The Speedsonic has been a grail of mine for some time and old watchmaker ( ex Omega ) finally finished up my Speedsonic 188.0002. Purchased off Jonw a little

while back it needed a new dial, hand set and Crystal.

I have put it on a rally style strap and it looks fantastic the case is as new and its Humming like a champ. The day date function is working spot on and chronograph is as well.

The hour and minute hands are from the lobster & applied marker type I think, but order direct from the Swiss using the correct case reference number this is what appeared, the correct type

appear to be NLA. My photos don't do it justice but I hope you all like it.


----------



## Bootsy (Jun 2, 2009)

Stunning, I love it!


----------



## jasonm (Nov 22, 2003)

Very nice indeed....


----------



## foztex (Nov 6, 2005)

Smashing Anthony, your watchmaker has done a lovely job. That dial is squeaky, superb.

well done mate

Andy


----------



## Anthony A (Nov 7, 2008)

Thanks guys I'm pretty chuffed with it.... and on reflection my pics ain't as bad as I thought.


----------



## Silver Hawk (Dec 2, 2003)

:thumbsup:


----------



## Chukas (Aug 7, 2008)

Thats a Beauty


----------



## dombox40 (Oct 20, 2008)

Very nice watch and a superb piece of restoration, really like that one. :wub: :thumbup:


----------



## JonW (Mar 23, 2005)

Wahoo! well done mate!
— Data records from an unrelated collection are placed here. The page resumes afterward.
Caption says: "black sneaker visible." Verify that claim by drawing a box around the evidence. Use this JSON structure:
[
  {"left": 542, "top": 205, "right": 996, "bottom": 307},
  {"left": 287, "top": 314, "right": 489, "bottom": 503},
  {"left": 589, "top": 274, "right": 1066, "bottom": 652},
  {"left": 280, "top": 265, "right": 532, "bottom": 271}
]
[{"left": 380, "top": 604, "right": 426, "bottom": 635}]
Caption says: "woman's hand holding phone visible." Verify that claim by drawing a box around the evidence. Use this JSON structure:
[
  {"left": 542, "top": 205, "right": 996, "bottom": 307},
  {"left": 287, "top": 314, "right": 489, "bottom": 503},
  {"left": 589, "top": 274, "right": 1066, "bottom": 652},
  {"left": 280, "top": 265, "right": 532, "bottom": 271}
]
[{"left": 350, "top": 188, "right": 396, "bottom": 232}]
Joe did a superb job on it. 

Oh and... Your pics are getting better my friend


----------



## Agent orange (Feb 11, 2006)

:thumbup: Well done mate, I know what a dilemma this has posed for you but it was well worth it imho.

My two say hello 










Cheers,

Gary


----------



## Anthony A (Nov 7, 2008)

Agent orange said:


> :thumbup: Well done mate, I know what a dilemma this has posed for you but it was well worth it imho.
> 
> My two say hello
> 
> ...


You got a nice pair of kissing cousins Gary!


----------



## Anthony A (Nov 7, 2008)

JonW said:


> Wahoo! well done mate! Joe did a superb job on it.
> 
> Oh and... Your pics are getting better my friend


Cheers Jon need to find a Lobster now..... good luck!


----------



## JonW (Mar 23, 2005)

lol, i love my lobby... its a definite for any collection imho


----------



## PhilM (Nov 5, 2004)

Perfect in every way :thumbsup:


----------



## mjolnir (Jan 3, 2006)

The speedsonic is generally a great looking watch and yours looks to be mint.

What a great job. Love it.


----------



## Parabola (Aug 1, 2007)

That's just plain lovely


----------